Monday, August 25, 2025

Ahhh....August Abundance



Every August, there comes a week when I do a slow spin in my kitchen, fighting back panic, because I don't know what to do first. Garden bounty lurks from every corner, threatening to rot if I don't deal with it immediately. I stuff green beans in the fridge for tomorrow, watch the dance of the fruit flies, pull another batch of peaches out of the canner, and wonder if I have time to pick sweet corn for supper.

Ahhh...August abundance. 

All year I look forward to this bounty, this feast of flavors. In February I daydream of meals with sliced tomatoes, fresh peaches, buttery green beans, and salty corn-on-the-cob. I could become a vegetarian in August. I love this month with the ping of sealed jars, a the picnic table laden with ripened tomatoes, and that first slice of fresh peach pie.  

But... I'm tired. I need three extra hours each day. I must wear flipflops in my kitchen lest my toes stick on the grimy floor. 

If all I had to do was keep up with my garden, I'd be fine. My garden is smaller than my mom's garden, and likely smaller than my grandmother's garden. But, as a friend said, "I'm trying to garden and can food like my grandmother, but keep the modern social schedule. And I can't do both."

That day that I did a slow spin in my kitchen? Somehow I had also signed up to take food to the Rescue Mission AND I was scheduled to teach the Ladies Bible study at the detention center. Terrible planning on my part, but this is August, and somehow these crazy conflicts are common. I chop tomatoes and plan a camping weekend. I pick up a bushel of peaches and pick up my daughters' friend to spend the afternoon playing in the creek.

In the middle of the August craziness, I listened to a podcast interview and heard the words "God is the God of infinite abundance." 

Those words have circled my mind as I stirred pots.

I thought of August - this overfilled, overbooked, overladen month. This month of abundance. 

August is crazy because it rained and rained and rained and the garden is lush, and my tomatoes never looked so nice.

August is crazy because I live in a community that values outreach and service, and I love sharing in this community.

August is crazy because my home is full of children who eat food and wear clothes and have needs.

August is crazy because we have friends who offer invitations, laughter, and connection.

August is crazy because I have been given much, so very very much, but I don't always have a perspective of abundance - of God's gift of infinite abundance. I could live in a place of famine, not knowing what I would feed my children. I could live in a place of loneliness, without people to feed, and love. But instead I often feel that I have too much.

So the last few weeks I've tried to quit listening to the lie that August is too much. Because I want, I need, I desire God's abundance. I want to view August abundance as a picture of God's abundance. 

Yes, weeds too thrive in the August rain. And there are hard things in August. I'll always fight to find God's truth, goodness, and beauty because frustration, fears, and pride crop up to consume my time and mind as fast as weeds emerge in my green beans.
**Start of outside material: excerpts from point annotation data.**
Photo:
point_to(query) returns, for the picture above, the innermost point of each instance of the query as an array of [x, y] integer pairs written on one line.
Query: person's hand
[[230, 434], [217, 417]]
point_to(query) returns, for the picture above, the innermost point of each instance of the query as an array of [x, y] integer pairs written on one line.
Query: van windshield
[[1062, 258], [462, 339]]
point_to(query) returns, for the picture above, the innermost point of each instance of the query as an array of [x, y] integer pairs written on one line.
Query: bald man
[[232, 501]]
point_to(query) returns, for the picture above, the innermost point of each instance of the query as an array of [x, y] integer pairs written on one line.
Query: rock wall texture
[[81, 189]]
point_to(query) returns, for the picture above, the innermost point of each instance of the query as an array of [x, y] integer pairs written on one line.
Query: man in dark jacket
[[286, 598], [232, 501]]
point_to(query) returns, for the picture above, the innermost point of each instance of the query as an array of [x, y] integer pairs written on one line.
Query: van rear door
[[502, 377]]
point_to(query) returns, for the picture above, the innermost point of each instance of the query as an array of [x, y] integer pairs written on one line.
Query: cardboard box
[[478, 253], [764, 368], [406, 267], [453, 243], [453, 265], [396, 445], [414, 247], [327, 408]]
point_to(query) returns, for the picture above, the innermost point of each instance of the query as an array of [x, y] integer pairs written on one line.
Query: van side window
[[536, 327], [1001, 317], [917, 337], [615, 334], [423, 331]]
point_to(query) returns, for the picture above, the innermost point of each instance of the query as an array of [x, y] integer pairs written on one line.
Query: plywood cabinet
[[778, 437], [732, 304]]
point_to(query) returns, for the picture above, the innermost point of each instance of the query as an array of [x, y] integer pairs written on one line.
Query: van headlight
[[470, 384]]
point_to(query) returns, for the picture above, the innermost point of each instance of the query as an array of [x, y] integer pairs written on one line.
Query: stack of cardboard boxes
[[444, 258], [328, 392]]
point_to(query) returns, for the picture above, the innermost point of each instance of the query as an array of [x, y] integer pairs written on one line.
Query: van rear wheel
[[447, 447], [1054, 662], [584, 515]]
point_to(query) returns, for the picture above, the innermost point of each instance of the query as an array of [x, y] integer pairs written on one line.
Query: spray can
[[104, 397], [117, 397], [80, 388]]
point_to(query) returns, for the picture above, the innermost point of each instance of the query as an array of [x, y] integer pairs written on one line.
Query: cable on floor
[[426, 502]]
I want new eyes to see. I want wisdom to discern the ways I've distorted His abundance. I want courage to choose abundance, even if that means leaving the tomatoes to rot to sit by the creek and journal a gratitude list. Or invite a friend over for conversation, even if they may stick to my kitchen floor.

Because God is a God of infinite abundance.

Now unto Him that is able to do exceeding abundantly above all that we ask or think, according to the power that worketh in us, unto Him be glory in the church by Christ Jesus throughout all ages, world without end. Amen. Ephesians 3:20-21

This was mostly written while sitting by the creek watching my girls play with their friends while ignoring my garden and my kitchen floor.